Brightcove Pursues Web Video Dollars

Company takes new software platform to broader market

Brightcove has officially launched the latest version of its online video platform, Brightcove 3, after beta-testing it with customers such as Lifetime and Showtime since June.

The new Brightcove software is designed to provide a higher-quality streaming experience through dynamic bitrate adjustment. New software APIs (application programming interfaces) are intended to make it simpler to integrate video with other content, which should generate more traffic for large customers by making video easier to find for search engines like Google or Yahoo.

"The way to monetize online video more effectively is to get video inside the page," says Brightcove Chairman and CEO Jeremy Allaire.

Brightcove 3 also offers new features aimed at small to midsize companies that are seeking to address the rapid growth of Web video.
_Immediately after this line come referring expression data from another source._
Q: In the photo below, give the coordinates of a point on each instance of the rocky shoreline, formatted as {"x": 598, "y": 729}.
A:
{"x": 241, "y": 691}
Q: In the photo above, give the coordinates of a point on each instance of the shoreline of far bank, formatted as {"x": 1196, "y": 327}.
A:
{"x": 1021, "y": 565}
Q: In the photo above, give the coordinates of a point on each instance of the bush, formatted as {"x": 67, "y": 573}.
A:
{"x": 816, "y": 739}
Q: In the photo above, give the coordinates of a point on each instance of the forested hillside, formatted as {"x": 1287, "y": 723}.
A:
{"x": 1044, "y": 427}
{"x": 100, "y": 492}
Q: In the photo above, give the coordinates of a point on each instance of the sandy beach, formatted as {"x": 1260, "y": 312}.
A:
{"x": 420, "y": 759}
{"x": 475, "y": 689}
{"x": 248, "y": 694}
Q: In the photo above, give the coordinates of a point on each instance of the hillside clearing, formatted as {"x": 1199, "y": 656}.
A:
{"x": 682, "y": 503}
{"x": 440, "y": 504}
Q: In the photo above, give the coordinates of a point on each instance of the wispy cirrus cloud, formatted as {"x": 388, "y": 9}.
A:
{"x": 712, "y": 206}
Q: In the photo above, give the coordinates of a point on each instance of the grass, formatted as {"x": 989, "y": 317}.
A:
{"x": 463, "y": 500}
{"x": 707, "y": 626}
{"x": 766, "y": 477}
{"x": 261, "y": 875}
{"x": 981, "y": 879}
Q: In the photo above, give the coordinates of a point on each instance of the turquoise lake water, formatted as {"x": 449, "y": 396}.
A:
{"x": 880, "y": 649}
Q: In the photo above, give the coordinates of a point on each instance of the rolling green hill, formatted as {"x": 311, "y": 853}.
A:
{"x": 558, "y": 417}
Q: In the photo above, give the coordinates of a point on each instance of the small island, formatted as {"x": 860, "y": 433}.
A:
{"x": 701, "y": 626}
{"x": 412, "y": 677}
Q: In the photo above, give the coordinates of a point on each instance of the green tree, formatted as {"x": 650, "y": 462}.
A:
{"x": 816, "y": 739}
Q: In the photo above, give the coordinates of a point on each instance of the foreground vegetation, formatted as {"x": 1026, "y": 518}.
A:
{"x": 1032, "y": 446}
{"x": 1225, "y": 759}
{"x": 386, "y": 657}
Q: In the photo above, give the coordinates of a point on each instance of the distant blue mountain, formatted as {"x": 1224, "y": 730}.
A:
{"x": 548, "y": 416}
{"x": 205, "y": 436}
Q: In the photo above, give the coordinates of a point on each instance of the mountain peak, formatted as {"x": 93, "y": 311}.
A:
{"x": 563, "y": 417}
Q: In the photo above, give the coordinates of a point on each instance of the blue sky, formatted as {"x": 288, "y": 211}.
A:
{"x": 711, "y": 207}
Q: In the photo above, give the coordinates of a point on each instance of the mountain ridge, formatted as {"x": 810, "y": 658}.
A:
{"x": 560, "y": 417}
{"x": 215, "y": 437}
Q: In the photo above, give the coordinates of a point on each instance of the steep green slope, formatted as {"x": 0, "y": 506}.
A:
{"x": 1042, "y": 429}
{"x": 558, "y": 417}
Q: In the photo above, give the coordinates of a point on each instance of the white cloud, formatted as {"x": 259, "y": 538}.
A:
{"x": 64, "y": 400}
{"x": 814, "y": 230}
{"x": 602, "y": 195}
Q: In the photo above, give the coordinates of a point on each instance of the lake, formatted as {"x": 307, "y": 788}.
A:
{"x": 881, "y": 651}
Brightcove 3 includes new media management and publishing tools for streamlining production workflow, and the updated Flash-based video player is designed to be easily customized through templates, which means that a company can achieve a professional look without having an advanced Web developer on staff.

One of the new customers for Brightcove 3 is FEARnet, the on-demand horror network created by Comcast in partnership with Sony Pictures and Lionsgate Entertainment. FEARnet began using the Brightcove software this month to replace a proprietary platform.

Paulo Lemgruber, senior VP, digital for Comcast Emerging Networks, says that Brightcove 3 allows FEARnet to offer a full-screen video player, and that the ability to attach metatags to the video makes it easy for search-engine crawlers to find and index the video.

Brightcove 3 also offers more flexibility for placing advertising around FEARnet content, which consists of movies, original series and behind-the-scenes features, he adds. FEARnet currently offers pre-, mid- and post-rolls and skins, and is also thinking about experimenting with in-video ad windows. "It creates a lot of ad inventory we didn't have before," Lemgruber says.

FEARnet is using the Brightcove player to deliver streaming video at up to 1.5 megabits per second (Mbps) at 720-line-progressive resolution, and has plans to increase the data rate up to 3 Mbps in the future, he adds.

Cambridge, Mass.-based Brightcove, which was founded in 2004, has raised $91 million to date and continues to grow. When looking at its entire customer base of more than 400 companies, Allaire says, its video players are used by 135 million monthly unique users. Europe and Japan have been targeted as key growth markets, and Brightcove announced that it has opened an office in Hamburg, Germany, and hired a new VP, Vanessa Wade, to manage its business in Europe, the Middle East and Africa.

Allaire, a former chief technology officer for Flash creator Macromedia (subsequently acquired by Adobe) who has been working on Internet-based applications for the past 15 years, is still impressed by the rapid growth of Web video in just a few years. "In 2005, there was virtually no online video business, just a few experiments," he says. "Now online video has become a pervasive part of every media company's repertoire."

In trying to take Brightcove's technology mass-market and find new customers in education, government and other industries, the company will be selling Brightcove 3 in three different pricing and packaging options. Basic, which is aimed at small organizations, can get a company started in Web video for "four figures per year," Allaire says. The Pro option, aimed at midsize companies, runs in the "five-figure range," and the large-scale Enterprise starts north of $100,000.